Service was finally restored around 1am Monday morning.

Downtime is my Favorite Time

That’s a lie.

This site and a few others run off an abused server that sits in a closet at home, and the machine typically behaves so I don’t have to interfere with it’s service. Unfortunately, it occasionally chooses to defy me. Tonight was one of those nights. For no reason that I can discern, the service running SnipSnap was killed, leaving the sites inaccessible.

If it was my site alone, I’d spend a few minutes on it, and if I solved it, fine. If not, bedtime. I have little patience for server configuration, and frustration quickly kicks in. As a developer, it’s slowed me down more than I’d prefer, and is one of those things I have to fight through. Because I’m not hosting my site alone, going to bed wasn’t really an option.

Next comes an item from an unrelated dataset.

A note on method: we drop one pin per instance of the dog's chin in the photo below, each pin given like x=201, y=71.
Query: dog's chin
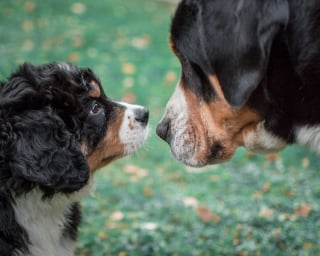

At least, it wasn’t a considerate one.

08:31:08.226 DEBUG –
java.lang.NullPointerException
at org.snipsnap.snip.storage.FileSnipStorage.parseSnip(FileSnipStorage.java:296)
at org.snipsnap.snip.storage.FileSnipStorage.traverseFileStore(FileSnipStorage.java:330)
at org.snipsnap.snip.storage.FileSnipStorage.traverseFileStore(FileSnipStorage.java:339)
at org.snipsnap.snip.storage.FileSnipStorage.storageAll(FileSnipStorage.java:323)
at org.snipsnap.snip.storage.MemorySnipStorage.<init>(MemorySnipStorage.java:87)
at org.snipsnap.snip.SnipSpaceImpl.<init>(SnipSpaceImpl.java:92)

Thankfully Hans was online and after I shared the logged exception I didn’t recognize, he pointed me to a solution.

For those that care, for some reason the SnipSnap process was killed, and it didn’t clean it self up properly. A single snip from each of our sites (possibly the last content accessed, maybe it’s just random) was saved with no content. 0KB. When it tried to auto-start itself, it found empty content, and not knowing how to handle it, shut back down.

The content stored has it’s own backup, and it was fortunately intact. Restoring the snip or properties content from the backup solves the problem.

So thanks to Hans for pointing me in the right direction, allowing me to get some sleep tonight, instead of spending all night jacking with the server. I’m going to bed.